Lo seguí, escaleras abajo, hacia la vivienda. Me invitó a sentarme en una larga mesa cuadrangular en la cocina. Al lado palpitaba el fuego en los rescoldos de un fogón.
- No, ahí no se siente -me indicó Abilio-, en esa silla se sentaba mi madre, a miña nai , que Dios en gloria tenga...
Hice ademán de sentarme en la silla que estaba junto a aquella y que tenía un cojín lleno de pelusa y polvo.
- No, ahí, tampoco...Esa era la silla de O Moucho, un gato que tuvimos muchos años y que era como de la familia...¡Animaliño!
Esperé de pie a que él me señalase el asiento que me correspondía y el anciano apuntó con el índice para la silla que estaba más cerca del fogón.
- Ahí, no se sentaba nadie de esta casa -dijo, colocando un par de vasos sobre el hule de la mesa-. Puede sentarse tranquilo.

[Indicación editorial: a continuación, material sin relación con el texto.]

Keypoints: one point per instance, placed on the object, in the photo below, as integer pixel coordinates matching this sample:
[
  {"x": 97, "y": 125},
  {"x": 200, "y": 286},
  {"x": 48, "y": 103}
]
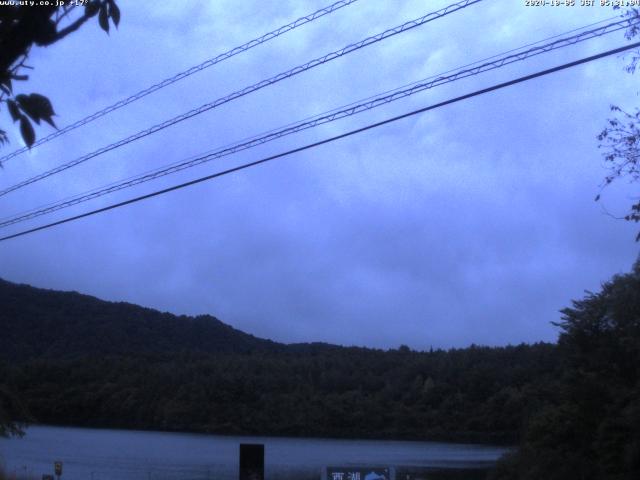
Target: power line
[
  {"x": 186, "y": 73},
  {"x": 329, "y": 140},
  {"x": 247, "y": 90},
  {"x": 333, "y": 115}
]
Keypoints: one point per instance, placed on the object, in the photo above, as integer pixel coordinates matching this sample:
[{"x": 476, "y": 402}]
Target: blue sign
[{"x": 358, "y": 473}]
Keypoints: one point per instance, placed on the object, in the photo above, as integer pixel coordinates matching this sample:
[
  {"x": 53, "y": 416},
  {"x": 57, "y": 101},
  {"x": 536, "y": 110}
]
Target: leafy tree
[
  {"x": 620, "y": 139},
  {"x": 591, "y": 429},
  {"x": 22, "y": 27}
]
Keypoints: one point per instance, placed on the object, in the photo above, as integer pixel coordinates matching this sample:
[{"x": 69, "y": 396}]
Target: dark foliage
[
  {"x": 77, "y": 360},
  {"x": 591, "y": 430},
  {"x": 22, "y": 27}
]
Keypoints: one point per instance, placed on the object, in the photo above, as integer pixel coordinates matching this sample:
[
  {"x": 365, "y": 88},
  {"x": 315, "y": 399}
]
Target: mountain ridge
[{"x": 49, "y": 323}]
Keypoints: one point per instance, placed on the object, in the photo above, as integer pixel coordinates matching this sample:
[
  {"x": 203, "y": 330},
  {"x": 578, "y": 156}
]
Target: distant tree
[
  {"x": 591, "y": 431},
  {"x": 620, "y": 139},
  {"x": 22, "y": 27}
]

Llenó los vasos con aquel aguardiente que era, según su loa, el mejor de toda Pontevedra y que a mí, simplemente, me pareció el de mayor graduación alchohólica que había bebido nunca en Galicia. Sacó un librito de papel de liar de un bolso del chaleco y de otro bolso una cajetilla de Ideales. Preparó el pitillo con un esmero que tenía el mismo ritmo de las lentas y minuciosas narraciones orales que me fue relatando y que venían a resumir el medio siglo del hostal que abrieran sus padres y que luego él heredara.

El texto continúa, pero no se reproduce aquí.